機の音 はたのね

きものに関連する様々なことを書き残すブログです。

きもの文化ノート 本文7-8

きもの文化について自分の参考資料として私見を書いています。本文は順不同に、内容を膨らませながら書いています。参照される方はご了承の上、ご覧ください。なお、無断でのコピーや転載はご遠慮ください。追記・修正箇所は太字・下線にしています。

 
第7章 歴史
 第8節 江戸時代
  1 政治経済

    奢侈(しゃし)禁止令 贅沢を禁止する令で、豪華な京鹿の子絞などは取り締まりの対象となりました。

    上納 本場大島紬薩摩藩への上納布とされました。当時は紬糸(つむぎいと)で織られていました。

  2 文化・美術

    ものを包むことを目的とした方形の布を「風呂敷」と呼ぶようになりました。

江戸中期、商業の発達に伴って木綿や麻の大型の風呂敷を使うことが活発になりました。

    俵屋宗達尾形光琳・乾山兄弟から始まった美術潮流を琳派といいます。尾形光琳に小袖の柄絵を描いてもらった富裕層の女性もいました。きものの柄だけでなく陶芸や絵画などでも、琳派の作品があります。尾形光琳の作風を取り入れ、梅、菊、水などをモチーフにしたものが光琳模様です。

    十三参りが京都・嵐山の法輪寺で始まったと言われています。智恵と健康な心身を授かるように虚空蔵菩薩にお参りします。

    1856年にイギリスで世界初の合成染料が発明されました。色は紫色のモーブです。

    各藩の識別をする為、裃に藩独自の小紋柄を定めて使用しており、これを留柄あるいは定め小紋といいます。将軍家のお召し十、紀州徳川家の極鮫、甲斐武田家の武田菱、加賀前田家の菊菱などが知られています。

  3 着物
    家紋 武士が衣服につけていました。

    小袖 武家女性は重ねて着て、掛下帯をし、その上に打掛を羽織りました。小袖の上にもう一枚小袖を「打ち掛けた」ことからの名です。きものの裾を引いて着用し、出掛ける際には紐などでたくし上げていました。掻取(かいどり)は公家女性の打掛の呼び名です。

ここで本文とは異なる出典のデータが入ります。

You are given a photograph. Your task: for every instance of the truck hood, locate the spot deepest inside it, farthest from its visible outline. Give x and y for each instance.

       江戸初期には地を柄で埋め尽くすような慶長模様、やがて寛文模様、元禄模様が流行します。18世紀半ばの小袖には、上半身の模様を取り去って、腰から下だけに模様を配するスタイルが流行しました。町人女性の小袖にはさらに模様の位置を低くして、裾回りだけに模様を施す裾模様の形式が生まれ、18世紀末から19世紀に衿、褄、裾と斜めに模様が入る江戸褄文様も流行しました。現代の留袖の原形になったといわれています。

       小袖のデザインを掲載した見本帳で、江戸中期を最盛期として刊行された小袖雛形本は、1666年発刊の新撰御ひいなかたが現存で最古と言われています。特に、元禄頃から享保頃までは、様々な模様が登場しました。宝暦頃からは具象柄に代わって、縞や小紋などが流行し、雛形本は衰退しました。

    掛け衿 小袖や襦袢の衿の上に絹や木綿の布を掛けるようになりました。

       肌が触れて汚れやすい衿の周りにあらかじめ掛けて取り替えやすいようにしたものです。浮世絵などに見られる黒繻子の衿は、実用だけでなく衿足の美しさを目立たせています。

    帯  表と裏が別布で仕立てられた昼夜帯(ちゅうやおび)という袷の帯が流行しました。

       ヤの字結びという結び方が考案されました。これは歌舞伎役者の瀬川菊之丞が考案したと言われ、路考結びとも呼ばれます。

       公家や上流階級の女性が夏帯として附帯を「丸ぐけ」紐を用いて結んでいました。

    生地 木綿が普及しました。以前は麻を季節を問わず庶民が着ていました。町人に黄八丈の着用が許されると江戸を中心に全国で流行し、富裕な女性が黒衿を掛けて着用し人気を集めました

    小物 江戸時代中期頃に今日の半衿の形式ができました。元禄年間に足袋のこはぜが現れた。こはぜの前は紐で結んだ紐足袋でした。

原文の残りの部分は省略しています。